In February 2017, paleontologists Chang-Fu Zhou and colleagues described a new species of pterosaur, Liaodactylus primus, from the Tiaojishan Formation in Liaoning, China. The Tiaojishan was deposited 160 million years ago, during the early Late Jurassic. Liaodactylus is known from a well-preserved skull and mandible as well as two neck vertebrae.
The skull is very long and narrow, and about 13 cm (5 inches) long. The snout makes up more than half of the skull's length, bearing more than 150 teeth in total. All teeth are inclined outwards and curved slightly inward, forming an interlocking basket of teeth when the jaws are closed. The teeth are more tightly packed and longer near the tips of the jaws. Although only known from a skull and some neck vertebrae, comparison to similar pterosaurs suggest its wingspan was about 40 cm (16 inches).

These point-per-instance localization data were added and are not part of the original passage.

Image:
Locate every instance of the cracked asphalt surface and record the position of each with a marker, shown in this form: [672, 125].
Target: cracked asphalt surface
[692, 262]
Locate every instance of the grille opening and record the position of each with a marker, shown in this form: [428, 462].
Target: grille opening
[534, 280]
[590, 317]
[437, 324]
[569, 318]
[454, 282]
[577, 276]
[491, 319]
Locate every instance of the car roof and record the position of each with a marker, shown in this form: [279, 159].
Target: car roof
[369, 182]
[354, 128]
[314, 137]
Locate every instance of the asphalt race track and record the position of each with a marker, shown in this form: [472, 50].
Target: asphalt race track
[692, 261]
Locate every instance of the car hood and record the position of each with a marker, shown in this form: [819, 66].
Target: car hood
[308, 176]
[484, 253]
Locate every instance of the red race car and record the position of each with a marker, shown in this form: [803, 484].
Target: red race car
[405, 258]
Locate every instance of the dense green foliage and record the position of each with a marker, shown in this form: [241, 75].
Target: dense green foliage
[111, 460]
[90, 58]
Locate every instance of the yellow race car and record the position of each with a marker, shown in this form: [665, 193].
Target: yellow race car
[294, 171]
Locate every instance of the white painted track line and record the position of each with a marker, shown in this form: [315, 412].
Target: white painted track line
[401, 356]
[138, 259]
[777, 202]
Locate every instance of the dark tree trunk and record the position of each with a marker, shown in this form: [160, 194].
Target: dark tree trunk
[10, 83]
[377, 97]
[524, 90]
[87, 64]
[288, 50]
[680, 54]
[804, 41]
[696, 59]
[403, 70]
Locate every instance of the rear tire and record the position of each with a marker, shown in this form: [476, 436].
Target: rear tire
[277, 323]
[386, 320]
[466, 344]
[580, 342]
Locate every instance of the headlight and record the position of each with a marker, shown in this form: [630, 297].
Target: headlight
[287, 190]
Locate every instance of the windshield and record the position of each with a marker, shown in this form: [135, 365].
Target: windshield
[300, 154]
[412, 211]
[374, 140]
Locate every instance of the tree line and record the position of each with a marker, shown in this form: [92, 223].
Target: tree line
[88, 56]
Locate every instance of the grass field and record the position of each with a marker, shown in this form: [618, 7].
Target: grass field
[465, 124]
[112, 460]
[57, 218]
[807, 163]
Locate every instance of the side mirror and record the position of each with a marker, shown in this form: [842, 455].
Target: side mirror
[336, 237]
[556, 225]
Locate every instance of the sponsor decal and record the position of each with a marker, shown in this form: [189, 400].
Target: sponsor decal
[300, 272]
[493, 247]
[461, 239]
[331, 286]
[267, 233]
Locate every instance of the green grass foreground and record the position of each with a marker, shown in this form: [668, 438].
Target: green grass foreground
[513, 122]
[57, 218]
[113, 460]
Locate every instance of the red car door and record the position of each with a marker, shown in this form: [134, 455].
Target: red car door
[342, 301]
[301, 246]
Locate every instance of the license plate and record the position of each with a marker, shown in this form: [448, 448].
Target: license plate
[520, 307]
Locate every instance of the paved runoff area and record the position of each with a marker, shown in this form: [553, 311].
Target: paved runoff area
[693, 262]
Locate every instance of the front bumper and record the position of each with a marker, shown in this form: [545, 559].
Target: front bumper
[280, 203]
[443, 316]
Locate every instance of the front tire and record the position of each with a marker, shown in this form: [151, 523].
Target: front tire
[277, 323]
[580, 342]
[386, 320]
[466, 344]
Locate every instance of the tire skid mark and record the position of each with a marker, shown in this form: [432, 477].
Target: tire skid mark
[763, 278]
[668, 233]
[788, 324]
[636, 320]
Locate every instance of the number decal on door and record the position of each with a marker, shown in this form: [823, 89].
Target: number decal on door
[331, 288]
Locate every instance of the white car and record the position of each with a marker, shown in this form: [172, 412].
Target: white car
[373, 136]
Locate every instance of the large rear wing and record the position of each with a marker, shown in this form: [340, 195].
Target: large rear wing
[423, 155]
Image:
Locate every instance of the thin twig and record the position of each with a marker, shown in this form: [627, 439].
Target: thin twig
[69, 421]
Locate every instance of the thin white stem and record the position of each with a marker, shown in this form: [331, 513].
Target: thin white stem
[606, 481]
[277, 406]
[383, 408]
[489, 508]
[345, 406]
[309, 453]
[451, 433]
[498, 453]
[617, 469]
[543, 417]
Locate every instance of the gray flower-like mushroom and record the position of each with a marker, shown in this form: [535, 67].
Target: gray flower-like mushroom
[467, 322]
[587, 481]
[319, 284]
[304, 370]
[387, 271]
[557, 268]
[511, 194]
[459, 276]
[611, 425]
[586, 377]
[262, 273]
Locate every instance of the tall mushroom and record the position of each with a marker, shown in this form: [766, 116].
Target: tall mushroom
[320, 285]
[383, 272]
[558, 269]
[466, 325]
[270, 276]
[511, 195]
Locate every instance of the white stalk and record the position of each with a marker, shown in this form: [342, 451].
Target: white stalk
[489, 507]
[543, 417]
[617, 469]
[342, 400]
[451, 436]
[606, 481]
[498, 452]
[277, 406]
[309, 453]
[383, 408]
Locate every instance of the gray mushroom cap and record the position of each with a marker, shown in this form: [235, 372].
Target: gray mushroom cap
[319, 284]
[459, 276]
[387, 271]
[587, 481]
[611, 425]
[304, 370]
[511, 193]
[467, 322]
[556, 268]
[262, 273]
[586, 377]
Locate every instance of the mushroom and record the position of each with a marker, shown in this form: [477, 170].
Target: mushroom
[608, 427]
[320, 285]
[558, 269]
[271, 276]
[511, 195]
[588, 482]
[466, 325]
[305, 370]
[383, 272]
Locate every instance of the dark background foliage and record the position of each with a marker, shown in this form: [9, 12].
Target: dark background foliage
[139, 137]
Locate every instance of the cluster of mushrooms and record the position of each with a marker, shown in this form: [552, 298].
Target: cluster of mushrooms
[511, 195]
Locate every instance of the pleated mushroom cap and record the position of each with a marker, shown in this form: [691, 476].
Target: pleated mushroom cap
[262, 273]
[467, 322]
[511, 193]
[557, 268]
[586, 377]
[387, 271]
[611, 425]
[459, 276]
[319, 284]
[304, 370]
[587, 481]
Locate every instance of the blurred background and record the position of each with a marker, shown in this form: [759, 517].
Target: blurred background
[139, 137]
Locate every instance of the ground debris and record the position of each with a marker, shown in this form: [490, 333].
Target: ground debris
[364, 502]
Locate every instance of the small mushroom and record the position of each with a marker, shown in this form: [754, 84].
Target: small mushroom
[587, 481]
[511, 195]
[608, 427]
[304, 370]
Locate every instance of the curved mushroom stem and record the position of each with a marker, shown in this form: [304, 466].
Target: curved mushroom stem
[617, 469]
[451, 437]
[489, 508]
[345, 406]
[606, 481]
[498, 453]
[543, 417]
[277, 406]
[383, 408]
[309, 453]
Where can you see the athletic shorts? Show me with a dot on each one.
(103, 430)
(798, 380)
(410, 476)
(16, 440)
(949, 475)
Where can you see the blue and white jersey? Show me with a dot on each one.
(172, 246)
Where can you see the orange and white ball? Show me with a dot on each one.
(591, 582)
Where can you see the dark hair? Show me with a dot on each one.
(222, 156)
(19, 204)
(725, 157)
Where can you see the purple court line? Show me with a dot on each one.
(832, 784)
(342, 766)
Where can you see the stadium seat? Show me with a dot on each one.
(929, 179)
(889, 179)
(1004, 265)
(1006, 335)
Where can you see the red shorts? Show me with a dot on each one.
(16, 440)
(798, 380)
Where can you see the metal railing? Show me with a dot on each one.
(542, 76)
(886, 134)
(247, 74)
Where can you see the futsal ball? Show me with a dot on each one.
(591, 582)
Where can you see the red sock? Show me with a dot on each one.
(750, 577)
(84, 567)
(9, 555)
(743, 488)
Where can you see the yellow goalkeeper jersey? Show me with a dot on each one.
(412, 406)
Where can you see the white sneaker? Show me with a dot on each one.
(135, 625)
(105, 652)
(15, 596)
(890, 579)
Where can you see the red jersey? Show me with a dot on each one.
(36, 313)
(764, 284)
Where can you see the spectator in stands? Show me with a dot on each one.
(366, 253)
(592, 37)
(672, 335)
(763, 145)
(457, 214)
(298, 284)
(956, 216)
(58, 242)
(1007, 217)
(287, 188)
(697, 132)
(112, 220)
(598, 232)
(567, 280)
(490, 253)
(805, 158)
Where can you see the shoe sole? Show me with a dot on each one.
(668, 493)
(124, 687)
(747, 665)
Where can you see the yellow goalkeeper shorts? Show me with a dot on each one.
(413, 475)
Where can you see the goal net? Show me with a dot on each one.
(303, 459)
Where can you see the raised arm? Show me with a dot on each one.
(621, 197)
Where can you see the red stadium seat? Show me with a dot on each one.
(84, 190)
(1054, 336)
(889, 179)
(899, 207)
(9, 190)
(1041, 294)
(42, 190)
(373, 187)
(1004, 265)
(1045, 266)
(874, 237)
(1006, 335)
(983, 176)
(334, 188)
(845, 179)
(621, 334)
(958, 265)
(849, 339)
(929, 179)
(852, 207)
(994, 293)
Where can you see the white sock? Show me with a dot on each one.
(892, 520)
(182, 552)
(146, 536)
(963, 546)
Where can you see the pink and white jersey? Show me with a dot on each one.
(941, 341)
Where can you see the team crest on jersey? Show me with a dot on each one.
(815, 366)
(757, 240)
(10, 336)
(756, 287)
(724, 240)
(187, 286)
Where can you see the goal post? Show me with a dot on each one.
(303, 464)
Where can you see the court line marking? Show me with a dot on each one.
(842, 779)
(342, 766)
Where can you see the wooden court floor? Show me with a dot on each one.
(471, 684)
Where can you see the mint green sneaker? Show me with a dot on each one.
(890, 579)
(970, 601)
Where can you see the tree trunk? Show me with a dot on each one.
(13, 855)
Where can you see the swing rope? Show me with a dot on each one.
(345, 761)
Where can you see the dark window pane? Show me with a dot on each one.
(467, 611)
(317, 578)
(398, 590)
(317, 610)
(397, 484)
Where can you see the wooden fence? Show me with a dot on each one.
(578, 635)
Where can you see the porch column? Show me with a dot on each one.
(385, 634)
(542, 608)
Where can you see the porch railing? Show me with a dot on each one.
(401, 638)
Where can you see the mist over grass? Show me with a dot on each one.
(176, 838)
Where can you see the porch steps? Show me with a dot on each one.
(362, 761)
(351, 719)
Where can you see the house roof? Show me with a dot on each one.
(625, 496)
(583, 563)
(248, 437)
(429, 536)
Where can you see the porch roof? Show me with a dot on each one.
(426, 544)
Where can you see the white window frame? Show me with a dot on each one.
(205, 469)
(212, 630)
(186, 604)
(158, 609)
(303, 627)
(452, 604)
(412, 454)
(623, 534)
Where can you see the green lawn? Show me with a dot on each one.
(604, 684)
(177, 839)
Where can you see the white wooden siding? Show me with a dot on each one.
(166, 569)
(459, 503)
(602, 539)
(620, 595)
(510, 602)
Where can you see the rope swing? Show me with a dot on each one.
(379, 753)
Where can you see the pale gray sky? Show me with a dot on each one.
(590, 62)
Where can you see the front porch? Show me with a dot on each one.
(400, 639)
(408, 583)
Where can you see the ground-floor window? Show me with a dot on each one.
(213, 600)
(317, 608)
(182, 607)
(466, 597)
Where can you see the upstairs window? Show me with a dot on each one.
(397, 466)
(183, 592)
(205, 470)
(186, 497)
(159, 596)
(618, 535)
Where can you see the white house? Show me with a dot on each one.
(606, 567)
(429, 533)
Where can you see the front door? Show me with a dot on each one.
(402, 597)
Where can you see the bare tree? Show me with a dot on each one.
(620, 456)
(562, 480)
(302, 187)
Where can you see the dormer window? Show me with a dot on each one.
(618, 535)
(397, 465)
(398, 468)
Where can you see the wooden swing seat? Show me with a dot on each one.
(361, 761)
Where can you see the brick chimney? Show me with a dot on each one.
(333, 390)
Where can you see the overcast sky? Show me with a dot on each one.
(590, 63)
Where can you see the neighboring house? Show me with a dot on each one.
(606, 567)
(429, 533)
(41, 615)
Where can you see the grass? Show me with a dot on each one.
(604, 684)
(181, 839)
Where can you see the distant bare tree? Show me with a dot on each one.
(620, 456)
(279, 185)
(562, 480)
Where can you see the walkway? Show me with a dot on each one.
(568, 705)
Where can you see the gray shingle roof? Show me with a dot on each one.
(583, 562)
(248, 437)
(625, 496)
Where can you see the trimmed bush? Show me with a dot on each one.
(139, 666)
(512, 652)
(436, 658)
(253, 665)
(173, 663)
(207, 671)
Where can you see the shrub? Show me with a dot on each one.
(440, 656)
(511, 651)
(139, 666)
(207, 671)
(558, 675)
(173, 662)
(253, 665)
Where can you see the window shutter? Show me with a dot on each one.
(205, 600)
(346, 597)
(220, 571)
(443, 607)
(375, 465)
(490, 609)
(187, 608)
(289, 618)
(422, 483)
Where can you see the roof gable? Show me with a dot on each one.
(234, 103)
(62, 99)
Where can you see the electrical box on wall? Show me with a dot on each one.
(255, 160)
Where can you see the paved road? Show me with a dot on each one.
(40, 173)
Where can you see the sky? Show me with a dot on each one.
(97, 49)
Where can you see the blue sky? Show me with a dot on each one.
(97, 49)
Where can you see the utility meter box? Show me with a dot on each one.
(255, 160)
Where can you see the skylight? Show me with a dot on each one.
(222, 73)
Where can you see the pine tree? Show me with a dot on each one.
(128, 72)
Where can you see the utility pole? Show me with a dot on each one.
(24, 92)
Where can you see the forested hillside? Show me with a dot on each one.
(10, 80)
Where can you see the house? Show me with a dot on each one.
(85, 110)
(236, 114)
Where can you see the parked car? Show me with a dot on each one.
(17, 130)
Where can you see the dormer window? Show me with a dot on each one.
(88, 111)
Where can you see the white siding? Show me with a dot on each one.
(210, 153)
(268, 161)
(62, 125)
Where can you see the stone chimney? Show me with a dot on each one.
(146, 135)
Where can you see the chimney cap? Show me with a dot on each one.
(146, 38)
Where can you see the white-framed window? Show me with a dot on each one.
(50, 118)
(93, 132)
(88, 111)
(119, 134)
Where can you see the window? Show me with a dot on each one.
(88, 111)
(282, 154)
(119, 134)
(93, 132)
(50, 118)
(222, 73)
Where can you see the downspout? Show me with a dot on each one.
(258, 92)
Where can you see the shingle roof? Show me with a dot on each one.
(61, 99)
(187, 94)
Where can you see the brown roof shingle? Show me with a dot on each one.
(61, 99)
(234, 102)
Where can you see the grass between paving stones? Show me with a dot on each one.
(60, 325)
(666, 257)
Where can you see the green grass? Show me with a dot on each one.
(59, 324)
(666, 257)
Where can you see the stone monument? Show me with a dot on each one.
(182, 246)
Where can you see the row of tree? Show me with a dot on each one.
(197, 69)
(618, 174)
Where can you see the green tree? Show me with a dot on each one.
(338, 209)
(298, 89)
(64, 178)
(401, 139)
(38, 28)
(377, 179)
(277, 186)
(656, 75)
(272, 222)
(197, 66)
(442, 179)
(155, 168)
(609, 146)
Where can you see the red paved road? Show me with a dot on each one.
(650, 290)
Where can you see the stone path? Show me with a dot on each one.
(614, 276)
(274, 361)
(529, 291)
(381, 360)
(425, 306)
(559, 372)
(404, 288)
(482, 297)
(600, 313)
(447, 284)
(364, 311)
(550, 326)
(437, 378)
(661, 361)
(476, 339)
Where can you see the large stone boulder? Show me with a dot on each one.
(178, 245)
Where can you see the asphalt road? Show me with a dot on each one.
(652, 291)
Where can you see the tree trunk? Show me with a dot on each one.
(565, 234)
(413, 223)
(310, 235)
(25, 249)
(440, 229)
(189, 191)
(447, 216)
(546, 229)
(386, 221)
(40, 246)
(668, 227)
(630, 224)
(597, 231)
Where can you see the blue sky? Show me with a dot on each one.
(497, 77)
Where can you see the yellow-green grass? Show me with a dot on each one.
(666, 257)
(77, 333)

Liaodactylus lived in a humid subtropical forested environment dotted by lakes and crossed by rivers. Liaodactylus used its numerous teeth to grasp or filter small animals out of the water, similar to living flamingos. Zhou and colleagues point out that Liaodactylus is the earliest known filter-feeding pterosaur, a mode of life present in some pterosaurs for the next 60 million years.
Liaodactylus was a ctenochasmatid, a large group of filter-feeding pterosaurs found in Upper Jurassic and Lower Cretaceous rocks in mostly northern continents. Liaodactylus is both the earliest ctenochasmatid, and one of the earliest pterodactyloids. Pterodactyloidea is the enormous lineage of short-tailed pterosaurs that dominated the Cretaceous skies. Zhou and colleagues compared Liaodactylus and the ctenochasmatids to their closest relatives. They found that the filter-feeding ctenochasmatids evolved from small fish-eating pterosaurs. Even within the ctenochasmatids, the teeth become more efficient filters in later species.